Take back the $1,000? Too late, Sarge! By accepting the allowance for the past few months, police have signed and sealed a contract. If the police now wish to decline the payment they?d have to prove (and evidence gathering is not their strong suit) the contract to be void or voidable. Is the Association suggesting cops were misled, lacked free will, mental capacity or material facts when they took the $1,000 last year? Demonstrate it.
To my knowledge, the Government never misrepresented the $1,000 extra; they did not call the allowance a salary, though the increase was arguably equivalent to a 17 percent raise. The Association took the deal, fully aware wage negotiations were at hand. If they wanted to hold out for the full 40 percent, maintain a strong bargaining position, they should have turned the extra money down. Strategy is as essential to negotiations as it is to police work. Surely they did not entertain the ludicrous belief they would get 40 percent plus $1,000 after repeated declarations by Government that the Treasury is empty. Oh yes they did — that?s what they are demanding.

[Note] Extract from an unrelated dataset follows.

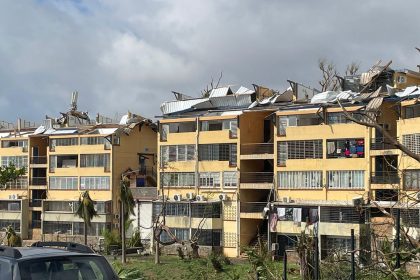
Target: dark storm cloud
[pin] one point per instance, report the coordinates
(129, 55)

I didn’t listen to the sergeant speak on Wednesday but when I read his statement later, I concluded the Police Social Welfare Association leadership had only recently realised the tactical implications of saying yes to the $1,000 increase last year and is really angry at itself. The Sergeant and his crew are also pouting because Monday’s strike action fell short of its intended objectives: incapacitating national security and strong arming the administration. It’s clear they are running out of bargaining chips. “Take back the $1,000” are desperate words from desperate men who would have us go bankrupt in the name of “national security”. There’s no price too high for security declares the Sergeant. Yes, there is. There must always be limits. The absence of spending ceilings is our national curse. Sympathy for industrial action has to be difficult to command too, after the $1,000 boost, when citizens may still be unsure what value they have got for the increase. A questionnaire which polls people about whether they feel safer or more protected since last year might demonstrate that the public are as stressed and lacking in morale now as they were then. Unfortunately for them, they are in no position to down tools when truly if anyone should be striking it should be the ordinary man and woman who cannot depend on the police to safeguard them at any wage.
The Police Welfare chief may call the Prime Minister Honourable when he makes reference to her but the Sergeant’s language since last year has fallen short of the level of exchange one has with the head of the executive. It is simply unseemly to say “Take the money back.” I never noticed the Police Association trying to browbeat Patrick Manning when he set up SAUTT and shifted resources and funds to the illegal outfit. Senior and junior officials repeatedly complained to the media that SAUTT was unfairly draining the regular police corps. They always spoke off the record. No strikes, no threats.
Some commentators have suggested politics are at play. I am beginning to wonder if it is not sexism- the Association believes it can bully Mrs Persad-Bissessar because she is a woman. The Prime Minister is neither dismissive nor arrogant. She has stated that she wishes she could double the salaries of all public servants. Her caring is possibly being mistaken for weakness. Weak she is not. Weak is the public, the country and for once it is not political hyperbole to suggest that cops who stay off the job during negotiations are unpatriotic. A patriot is a person who loves, supports and defends his country and its interests with devotion — for five percent or forty.